Researchers discovered the bizarre arthropod last summer during an official excavation of a working quarry owned by the Tomlinson Group, an infrastructure maintenance company based in eastern Canada. (The paleontologists named the species Tomlinsonus dimitrii in gratitude to the Tomlinson Group for allowing them to excavate.)
Prior to this excavation, which was led by George Campouris, a co-author of the article and an independent paleontologist who has been exploring the fossil beds of the quarry since 2014, marrelomorphs were found predominantly in older fossil sites, such as the Burgess Cambrian Shale in British Columbia’s Canadian Rocks.
Paleontologists say the recently described specimen is similar to another extinct soft-bodied arthropod called Marrella splendens found in the Burgess Shale.
Like the Burgess Shale, the Lake Simcoe Quarry was once submerged and was part of a shallow tropical sea that covered most of what is now Canada. Over millions of years, the seafloor has been covered with a layer of sediment formed as a result of storms.
“We are seeing rapid burial of these organisms that lived on the flat, shallow ocean floor and were repeatedly smothered by large underwater mudflows resulting from storm events,” Moysiuk said.

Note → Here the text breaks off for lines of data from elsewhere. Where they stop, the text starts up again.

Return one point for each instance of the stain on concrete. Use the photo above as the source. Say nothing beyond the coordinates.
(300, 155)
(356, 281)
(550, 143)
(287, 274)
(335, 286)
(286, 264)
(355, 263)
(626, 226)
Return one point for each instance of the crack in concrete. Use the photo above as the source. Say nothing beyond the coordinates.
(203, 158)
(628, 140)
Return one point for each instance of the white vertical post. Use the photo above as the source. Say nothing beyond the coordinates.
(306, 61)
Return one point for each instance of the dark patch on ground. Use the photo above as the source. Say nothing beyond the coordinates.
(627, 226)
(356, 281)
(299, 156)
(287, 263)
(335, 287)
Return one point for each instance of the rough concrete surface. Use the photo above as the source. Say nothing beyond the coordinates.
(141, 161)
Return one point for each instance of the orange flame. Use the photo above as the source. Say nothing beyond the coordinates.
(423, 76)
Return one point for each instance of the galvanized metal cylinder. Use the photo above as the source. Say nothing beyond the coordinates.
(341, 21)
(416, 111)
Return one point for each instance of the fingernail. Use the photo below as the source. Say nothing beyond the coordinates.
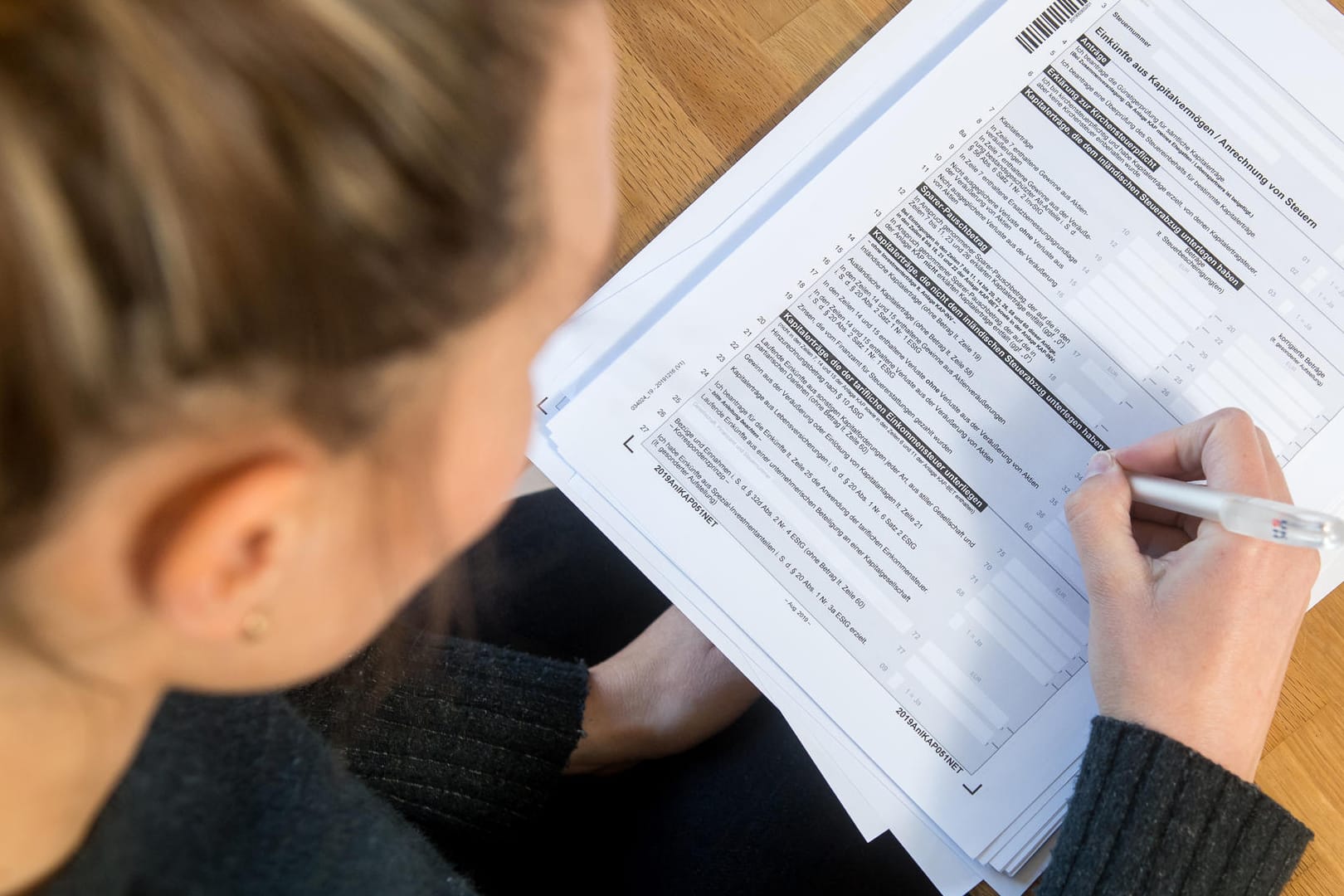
(1101, 462)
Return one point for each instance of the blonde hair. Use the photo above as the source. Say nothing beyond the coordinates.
(288, 192)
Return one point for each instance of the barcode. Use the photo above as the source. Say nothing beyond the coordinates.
(1055, 17)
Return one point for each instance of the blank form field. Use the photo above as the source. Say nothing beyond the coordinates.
(1047, 598)
(1261, 407)
(1011, 642)
(999, 603)
(893, 614)
(1147, 271)
(1171, 275)
(1055, 542)
(1140, 297)
(1276, 381)
(1121, 327)
(1101, 334)
(1036, 616)
(962, 680)
(944, 694)
(1105, 382)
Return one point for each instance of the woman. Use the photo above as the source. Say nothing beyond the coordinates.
(272, 278)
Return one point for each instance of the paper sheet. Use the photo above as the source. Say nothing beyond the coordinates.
(986, 687)
(600, 344)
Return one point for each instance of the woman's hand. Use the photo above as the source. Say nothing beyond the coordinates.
(665, 692)
(1191, 626)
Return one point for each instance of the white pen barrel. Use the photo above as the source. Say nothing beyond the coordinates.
(1181, 497)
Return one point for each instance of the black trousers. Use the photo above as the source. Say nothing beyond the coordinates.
(743, 813)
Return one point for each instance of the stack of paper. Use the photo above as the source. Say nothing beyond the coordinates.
(834, 410)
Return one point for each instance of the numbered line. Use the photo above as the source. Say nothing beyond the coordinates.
(1011, 642)
(958, 709)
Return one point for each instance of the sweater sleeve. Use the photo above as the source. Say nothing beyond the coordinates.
(465, 739)
(1151, 816)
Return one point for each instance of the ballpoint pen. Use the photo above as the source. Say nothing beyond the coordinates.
(1241, 514)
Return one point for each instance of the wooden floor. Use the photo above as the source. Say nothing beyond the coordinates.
(702, 80)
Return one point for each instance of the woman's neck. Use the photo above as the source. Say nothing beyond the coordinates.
(65, 743)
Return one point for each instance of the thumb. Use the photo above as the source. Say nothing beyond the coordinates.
(1103, 533)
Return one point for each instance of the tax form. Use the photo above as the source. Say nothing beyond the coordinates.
(855, 433)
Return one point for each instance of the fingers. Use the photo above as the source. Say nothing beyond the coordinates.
(1225, 448)
(1157, 540)
(1103, 529)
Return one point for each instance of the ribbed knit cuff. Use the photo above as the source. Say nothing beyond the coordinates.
(468, 739)
(1151, 816)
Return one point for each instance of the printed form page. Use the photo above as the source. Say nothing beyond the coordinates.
(856, 434)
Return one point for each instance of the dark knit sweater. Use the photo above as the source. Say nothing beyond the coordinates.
(1151, 816)
(241, 796)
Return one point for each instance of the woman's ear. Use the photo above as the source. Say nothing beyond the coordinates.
(208, 561)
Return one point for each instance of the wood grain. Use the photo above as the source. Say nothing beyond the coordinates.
(704, 80)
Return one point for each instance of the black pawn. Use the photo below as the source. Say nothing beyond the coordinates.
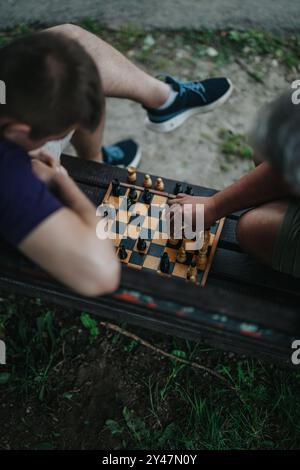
(115, 187)
(141, 244)
(189, 190)
(132, 195)
(146, 196)
(122, 253)
(178, 188)
(165, 264)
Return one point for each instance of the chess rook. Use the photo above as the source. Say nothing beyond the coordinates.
(131, 174)
(141, 244)
(178, 188)
(132, 195)
(147, 181)
(146, 196)
(189, 191)
(165, 264)
(122, 253)
(159, 185)
(115, 187)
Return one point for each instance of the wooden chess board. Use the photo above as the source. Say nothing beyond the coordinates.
(150, 224)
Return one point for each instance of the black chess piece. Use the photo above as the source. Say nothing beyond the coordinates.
(122, 253)
(165, 263)
(178, 188)
(115, 187)
(189, 191)
(132, 195)
(146, 196)
(141, 244)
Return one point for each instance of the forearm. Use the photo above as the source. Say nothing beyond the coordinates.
(69, 193)
(263, 184)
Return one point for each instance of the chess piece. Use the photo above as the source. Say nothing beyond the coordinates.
(147, 181)
(159, 185)
(202, 256)
(181, 255)
(189, 191)
(131, 174)
(132, 195)
(201, 261)
(178, 188)
(141, 244)
(165, 264)
(173, 241)
(115, 187)
(192, 271)
(122, 253)
(146, 196)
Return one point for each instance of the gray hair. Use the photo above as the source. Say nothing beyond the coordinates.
(276, 137)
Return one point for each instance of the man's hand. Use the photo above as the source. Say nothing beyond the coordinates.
(45, 157)
(189, 206)
(47, 170)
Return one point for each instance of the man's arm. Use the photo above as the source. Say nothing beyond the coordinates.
(263, 184)
(66, 245)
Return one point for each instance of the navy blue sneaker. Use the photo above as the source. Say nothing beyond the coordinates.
(192, 98)
(122, 154)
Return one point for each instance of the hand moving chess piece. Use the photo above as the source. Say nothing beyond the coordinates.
(115, 187)
(165, 264)
(147, 181)
(159, 185)
(122, 253)
(131, 174)
(141, 244)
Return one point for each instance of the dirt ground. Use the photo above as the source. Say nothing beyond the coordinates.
(191, 153)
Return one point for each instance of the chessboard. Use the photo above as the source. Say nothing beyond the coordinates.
(141, 237)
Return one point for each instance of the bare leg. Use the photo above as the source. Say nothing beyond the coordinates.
(257, 229)
(88, 144)
(120, 77)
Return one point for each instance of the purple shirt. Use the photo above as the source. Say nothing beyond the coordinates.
(25, 201)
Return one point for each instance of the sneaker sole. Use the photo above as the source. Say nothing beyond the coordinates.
(176, 121)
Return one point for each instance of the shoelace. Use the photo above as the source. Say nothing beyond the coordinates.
(113, 153)
(196, 87)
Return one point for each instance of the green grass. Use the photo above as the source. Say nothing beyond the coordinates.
(177, 407)
(157, 48)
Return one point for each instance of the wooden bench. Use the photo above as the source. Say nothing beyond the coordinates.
(245, 307)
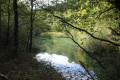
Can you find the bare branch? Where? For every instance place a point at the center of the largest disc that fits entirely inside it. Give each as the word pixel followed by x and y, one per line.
pixel 87 52
pixel 105 11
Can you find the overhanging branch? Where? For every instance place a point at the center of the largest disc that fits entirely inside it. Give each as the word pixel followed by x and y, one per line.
pixel 62 20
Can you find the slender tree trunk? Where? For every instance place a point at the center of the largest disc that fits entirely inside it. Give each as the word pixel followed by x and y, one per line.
pixel 0 18
pixel 15 6
pixel 31 29
pixel 8 23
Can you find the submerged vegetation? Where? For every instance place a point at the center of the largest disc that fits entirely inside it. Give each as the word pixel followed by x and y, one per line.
pixel 87 31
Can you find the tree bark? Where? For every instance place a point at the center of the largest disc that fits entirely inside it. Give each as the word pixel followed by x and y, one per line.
pixel 31 29
pixel 8 22
pixel 15 6
pixel 0 18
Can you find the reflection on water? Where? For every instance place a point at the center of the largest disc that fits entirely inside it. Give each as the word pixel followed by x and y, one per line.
pixel 61 63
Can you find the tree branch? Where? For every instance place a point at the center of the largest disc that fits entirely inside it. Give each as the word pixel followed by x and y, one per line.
pixel 114 31
pixel 105 11
pixel 62 20
pixel 87 52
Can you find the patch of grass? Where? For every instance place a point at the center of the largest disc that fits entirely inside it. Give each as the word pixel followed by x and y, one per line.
pixel 25 67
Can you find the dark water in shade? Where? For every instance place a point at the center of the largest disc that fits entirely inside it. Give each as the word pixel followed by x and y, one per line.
pixel 70 70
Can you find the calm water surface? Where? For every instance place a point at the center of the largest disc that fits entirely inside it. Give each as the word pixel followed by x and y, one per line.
pixel 61 54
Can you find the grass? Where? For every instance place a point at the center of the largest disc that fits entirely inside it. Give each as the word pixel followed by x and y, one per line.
pixel 25 67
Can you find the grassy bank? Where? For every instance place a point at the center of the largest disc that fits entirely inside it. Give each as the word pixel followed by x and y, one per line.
pixel 25 67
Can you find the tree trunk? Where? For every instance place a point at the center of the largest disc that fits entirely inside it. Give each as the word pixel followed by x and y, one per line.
pixel 8 22
pixel 15 25
pixel 0 18
pixel 31 29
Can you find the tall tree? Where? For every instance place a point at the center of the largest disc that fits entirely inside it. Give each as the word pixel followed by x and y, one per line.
pixel 31 29
pixel 8 22
pixel 15 6
pixel 0 18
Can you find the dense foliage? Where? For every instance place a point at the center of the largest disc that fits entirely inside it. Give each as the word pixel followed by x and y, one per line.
pixel 94 25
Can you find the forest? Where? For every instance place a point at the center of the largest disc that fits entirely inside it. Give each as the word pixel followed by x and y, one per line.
pixel 86 31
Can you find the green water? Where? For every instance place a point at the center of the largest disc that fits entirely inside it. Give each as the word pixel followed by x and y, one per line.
pixel 66 47
pixel 59 45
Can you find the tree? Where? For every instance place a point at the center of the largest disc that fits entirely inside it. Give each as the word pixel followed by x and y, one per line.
pixel 31 29
pixel 15 6
pixel 8 22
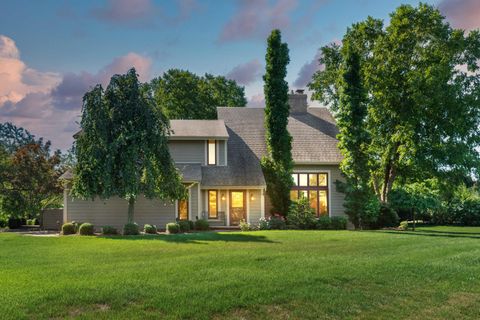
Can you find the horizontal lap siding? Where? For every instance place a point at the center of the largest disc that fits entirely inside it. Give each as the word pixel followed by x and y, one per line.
pixel 113 212
pixel 187 151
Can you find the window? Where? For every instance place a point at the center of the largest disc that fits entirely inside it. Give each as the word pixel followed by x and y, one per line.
pixel 183 209
pixel 212 204
pixel 212 152
pixel 314 187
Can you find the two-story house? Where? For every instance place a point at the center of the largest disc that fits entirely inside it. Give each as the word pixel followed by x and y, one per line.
pixel 220 164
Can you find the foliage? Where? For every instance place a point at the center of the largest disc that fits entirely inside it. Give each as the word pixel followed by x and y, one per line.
pixel 184 95
pixel 172 227
pixel 109 231
pixel 301 215
pixel 202 224
pixel 122 149
pixel 86 229
pixel 131 229
pixel 338 223
pixel 68 228
pixel 422 110
pixel 277 166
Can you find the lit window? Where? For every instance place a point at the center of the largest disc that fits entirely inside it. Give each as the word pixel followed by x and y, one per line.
pixel 212 204
pixel 212 152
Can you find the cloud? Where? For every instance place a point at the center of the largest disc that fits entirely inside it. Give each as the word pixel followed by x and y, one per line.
pixel 46 103
pixel 142 12
pixel 16 79
pixel 307 71
pixel 246 73
pixel 464 14
pixel 256 18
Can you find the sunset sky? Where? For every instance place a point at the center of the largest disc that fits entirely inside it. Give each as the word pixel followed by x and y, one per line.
pixel 51 52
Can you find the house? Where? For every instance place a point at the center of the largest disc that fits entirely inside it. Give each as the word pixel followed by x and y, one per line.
pixel 220 164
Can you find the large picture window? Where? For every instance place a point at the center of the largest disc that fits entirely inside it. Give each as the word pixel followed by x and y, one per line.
pixel 212 152
pixel 212 204
pixel 314 187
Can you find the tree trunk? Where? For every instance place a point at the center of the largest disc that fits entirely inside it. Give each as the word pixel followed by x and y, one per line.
pixel 131 206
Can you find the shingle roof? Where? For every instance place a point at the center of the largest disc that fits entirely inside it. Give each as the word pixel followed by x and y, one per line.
pixel 198 129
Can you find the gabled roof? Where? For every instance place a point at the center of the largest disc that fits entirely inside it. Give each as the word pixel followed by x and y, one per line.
pixel 198 129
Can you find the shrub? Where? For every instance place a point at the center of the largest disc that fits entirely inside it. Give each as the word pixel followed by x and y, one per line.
pixel 131 229
pixel 277 222
pixel 150 229
pixel 109 230
pixel 184 225
pixel 172 227
pixel 339 223
pixel 263 224
pixel 245 226
pixel 68 228
pixel 301 215
pixel 324 223
pixel 86 229
pixel 202 224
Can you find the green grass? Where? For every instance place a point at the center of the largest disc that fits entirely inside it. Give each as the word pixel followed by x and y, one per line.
pixel 256 275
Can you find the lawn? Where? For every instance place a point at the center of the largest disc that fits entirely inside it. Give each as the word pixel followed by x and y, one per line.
pixel 428 274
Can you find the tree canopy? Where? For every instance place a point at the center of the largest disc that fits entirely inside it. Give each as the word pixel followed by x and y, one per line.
pixel 184 95
pixel 421 98
pixel 122 150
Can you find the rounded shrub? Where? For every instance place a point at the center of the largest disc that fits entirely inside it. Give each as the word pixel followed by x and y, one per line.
pixel 184 225
pixel 109 230
pixel 202 224
pixel 149 228
pixel 68 228
pixel 86 229
pixel 131 229
pixel 172 227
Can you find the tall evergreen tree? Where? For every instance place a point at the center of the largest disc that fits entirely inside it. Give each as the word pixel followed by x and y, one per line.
pixel 277 167
pixel 123 149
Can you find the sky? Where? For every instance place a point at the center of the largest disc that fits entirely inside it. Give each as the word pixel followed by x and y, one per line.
pixel 52 52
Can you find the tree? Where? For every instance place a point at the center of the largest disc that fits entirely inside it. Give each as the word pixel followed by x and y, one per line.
pixel 123 149
pixel 184 95
pixel 422 106
pixel 277 166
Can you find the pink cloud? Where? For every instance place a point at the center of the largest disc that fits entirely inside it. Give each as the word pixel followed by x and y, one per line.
pixel 256 18
pixel 464 14
pixel 246 73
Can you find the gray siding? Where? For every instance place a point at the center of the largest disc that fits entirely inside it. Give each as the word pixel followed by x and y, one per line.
pixel 336 198
pixel 113 212
pixel 191 151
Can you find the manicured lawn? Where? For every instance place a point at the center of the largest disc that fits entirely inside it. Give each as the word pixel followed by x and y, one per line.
pixel 257 275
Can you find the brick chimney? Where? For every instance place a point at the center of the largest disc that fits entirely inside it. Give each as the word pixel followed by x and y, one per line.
pixel 297 101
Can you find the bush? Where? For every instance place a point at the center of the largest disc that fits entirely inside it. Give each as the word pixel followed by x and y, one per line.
pixel 202 224
pixel 301 215
pixel 185 225
pixel 150 229
pixel 172 227
pixel 131 229
pixel 14 223
pixel 109 230
pixel 86 229
pixel 339 223
pixel 324 223
pixel 245 226
pixel 68 228
pixel 277 222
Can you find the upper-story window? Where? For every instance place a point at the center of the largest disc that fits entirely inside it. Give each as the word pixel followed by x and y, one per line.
pixel 212 152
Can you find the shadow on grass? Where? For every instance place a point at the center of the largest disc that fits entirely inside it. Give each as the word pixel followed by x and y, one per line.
pixel 197 238
pixel 430 234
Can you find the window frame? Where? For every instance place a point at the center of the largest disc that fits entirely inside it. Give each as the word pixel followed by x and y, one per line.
pixel 210 216
pixel 317 188
pixel 215 153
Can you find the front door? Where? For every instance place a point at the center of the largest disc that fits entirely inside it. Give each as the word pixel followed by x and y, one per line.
pixel 237 207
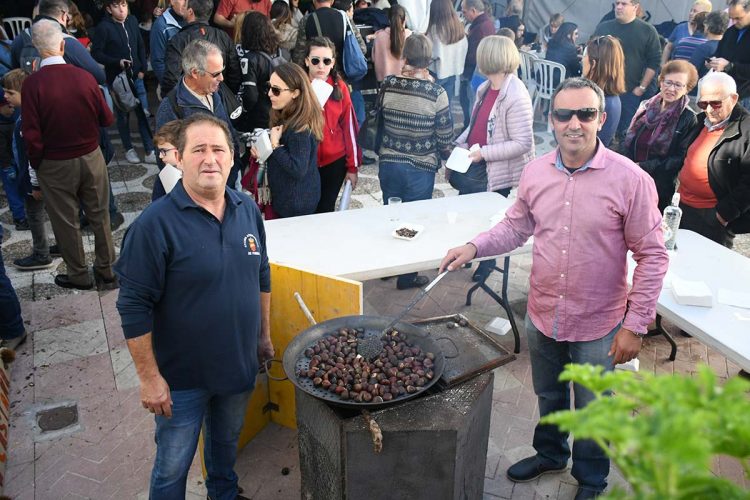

“You can imagine how hurricanes hit this shallow shelf and bury the entire community of organisms, which is why we nicknamed this place “Paleo-Pompeii.” These organisms were buried exactly where they lived, and what we see is organisms frozen in time.
Moysyuk and colleagues hope the discovery will help “close a gap” in the fossil record for this group of arthropods, they write in their study.
A specimen of Tomlinsonus dimitrii is now in the ROM collection and is currently on display at the Willner Madge Gallery as part of the Dawn of Life museum display.